I was wondering how one learns how to do the derivative of an exponential. Before we learn all the rules for derivatives, we use the definition of the derivative via the limit to find the rules that everyone uses (i.e derivative of x^n = n*x^(n-1)). But I can't figure out how to apply the definition of the derivative to the exponential without using the Taylor series expansion (which uses derivatives in it's definition). This therefore lock's me into a paradixical loop. So basically I have two questions.
1) Is there a way to expand functions without using derivatives?
2) Is the exponential just simply defined as: exp(x)=1+x+(1/2)x^2+..., which would make my question a silly one.

There are a number of ways to define e^x, the taylor series being one of them.

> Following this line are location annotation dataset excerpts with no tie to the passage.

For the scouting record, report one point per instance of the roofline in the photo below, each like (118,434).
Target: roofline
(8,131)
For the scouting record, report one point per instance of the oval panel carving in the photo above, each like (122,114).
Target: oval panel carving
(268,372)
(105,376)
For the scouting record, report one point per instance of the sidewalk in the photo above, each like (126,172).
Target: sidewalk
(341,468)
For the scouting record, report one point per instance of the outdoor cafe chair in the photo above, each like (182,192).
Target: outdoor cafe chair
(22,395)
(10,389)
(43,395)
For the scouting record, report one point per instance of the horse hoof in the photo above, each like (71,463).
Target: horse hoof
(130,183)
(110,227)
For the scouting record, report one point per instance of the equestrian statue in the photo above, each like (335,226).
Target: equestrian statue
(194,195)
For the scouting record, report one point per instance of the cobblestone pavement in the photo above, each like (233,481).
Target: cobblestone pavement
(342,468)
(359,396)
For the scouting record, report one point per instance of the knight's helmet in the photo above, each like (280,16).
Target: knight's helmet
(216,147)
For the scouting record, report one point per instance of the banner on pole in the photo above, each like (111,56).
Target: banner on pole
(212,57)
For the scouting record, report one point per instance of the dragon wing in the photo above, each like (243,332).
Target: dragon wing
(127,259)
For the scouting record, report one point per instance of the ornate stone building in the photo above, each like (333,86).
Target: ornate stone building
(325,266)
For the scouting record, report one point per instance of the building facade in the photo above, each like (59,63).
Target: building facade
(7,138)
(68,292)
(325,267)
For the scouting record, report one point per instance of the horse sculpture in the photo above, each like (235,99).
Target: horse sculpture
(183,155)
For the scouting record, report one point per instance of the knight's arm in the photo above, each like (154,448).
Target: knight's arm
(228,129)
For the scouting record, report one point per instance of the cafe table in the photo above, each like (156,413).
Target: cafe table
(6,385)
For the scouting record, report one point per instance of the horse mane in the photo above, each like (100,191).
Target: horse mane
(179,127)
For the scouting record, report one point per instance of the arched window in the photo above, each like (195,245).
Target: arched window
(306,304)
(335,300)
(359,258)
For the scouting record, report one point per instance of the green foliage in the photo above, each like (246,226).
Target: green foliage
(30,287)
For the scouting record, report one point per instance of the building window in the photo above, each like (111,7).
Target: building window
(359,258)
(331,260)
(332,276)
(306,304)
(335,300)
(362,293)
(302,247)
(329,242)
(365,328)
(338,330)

If you're defining it as the inverse of ln(x), try this:

lim h->0 (e^(x+h) - e^x)/h = lim e^x(e^h-1)/h = e^x lim(e^h-1)/h

Let h=lnt, so e^x lim t->1 (t-1)/lnt

ignore the e^x for now, let's show that limit is equal to 1. I'm assuming you've done ln(x) is the integral of 1/x for this point.

(t-1)/ln(t) = 1/[ln(t)/(t-1)] = 1/[ ln(t) - ln(1)/(t-1) ].

If you notice, once you take the limit of that as t approaches 1, you get 1/ln'(1) which is 1/(1/1) = 1. So the derivative turns out to be e^x * 1 = e^x

If you are defining e^x as the inverse function to y= ln x, then you don't need to go back to the original definition.

If y= e^x then x= ln y and dx/dy= 1/y. by the chain rule, then dy/dx= y= e^x.

If, on the other hand, you define a^x, a any positive real number, by:
1) a^n, for n a positive integer, is a multiplied by itself n times.

2) a^0= 1

3) If n is a negative integer then a^n= 1/a^(-n). Since -n is a positive integer, the denominator was defined in 1) above.

4) for n a positive integer, a^(1/n) is the positive th root of a.

5) a^(m/n)= (a^(1/n))^m where a^(1/n) is defined in 4)

That defines a^x for x any rational number. If x is an irrational number, then there exist a sequence {r_i} of rational numbers converging to x.
6) a^x= lim a^(r_i) (so that a^x is a continuous function.

It's easy to show that a^(x+h)- a^x= a^x(a^h- 1) so that the "difference quotient" (a^(x+h)- a^x)/h= a^x (a^h-1)/h, a^x itself times something that depends only on h. IF the limit (a^h-1)/h exists as h goes to 0, then the derivative of a^x exists and is a^x times a constant. We then DEFINE "e" as the value of a such that that constant is 1. The hard part is proving that the limit exists. That's why I prefer first defining ln x as "the integral of (1/t)dt from 1 to x" and then defining e^x as the inverse function to ln x.